Gadling, por fim, só consegue rir soprado, numa típica expressão de desistência que se tem antes mesmo de tentar lidar com o completamente absurdo, que, no caso, é com a criatura diante dele; que certamente habita há incontáveis séculos esse "mundo maluco" – como Gadling se refere ao próprio universo –, escolhendo apenas observar os eventos que dera início sem qualquer interesse em se envolver para “resolvê-los”.

No entanto, nada disso é impeditivo para Gadling de exigir um favor bastante plausível a esta mesma entidade: o de limpar a sua barra com a garota com quem está saindo.

Afinal, Lorena não precisa ter a impressão errônea de que o cara com quem ela passou à noite seja um completo sem noção – ou coisa pior –, que "traz amigos bizarros" até a casa dela sem que ela tenha ciência disso, embora ele, na verdade, não o tivesse convidado a entrar, sabendo da complexidade que seria explicar o que esse estranho amigo é.

Pois nem mesmo Gadling sabe completamente.

Mas isso sempre foi só um detalhe.

━━ Pode fazê-la esquecer que te viu aqui? Só pra não deixá-la assustada com o fato de ter visto um cara que ela não conhece dentro do quarto dela... — ele pede com tranquilidade, enquanto pega uma calça jeans jogada no chão. ━━ Principalmente depois de eu ter dito que você era meu colega de quarto, quando não estávamos na minha casa como pensei. Ou que ao menos faça ela entender que eu não tive culpa disso, porque... afinal de contas, você veio até aqui sem ser convidado.

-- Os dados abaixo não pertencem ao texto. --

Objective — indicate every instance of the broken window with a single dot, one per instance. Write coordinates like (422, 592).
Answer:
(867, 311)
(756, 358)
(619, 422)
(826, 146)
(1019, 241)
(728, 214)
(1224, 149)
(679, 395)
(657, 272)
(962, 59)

Em outros tempos, talvez por pura graça ou desinteresse, Morpheus deixaria Lorena chamar a polícia – como está prestes a fazer – sem acatar o pedido do amigo, com o intuito de acompanhar presencialmente a capacidade humana de improvisação em situações inusitadas, como aquela.

Mas o Perpétuo reconhece que fora rude ao invadir a casa de Lorena, causando problemas desnecessários ao amigo humano, quando poderia se manter invisível para a mulher com quem Hob Gadling parece se importar.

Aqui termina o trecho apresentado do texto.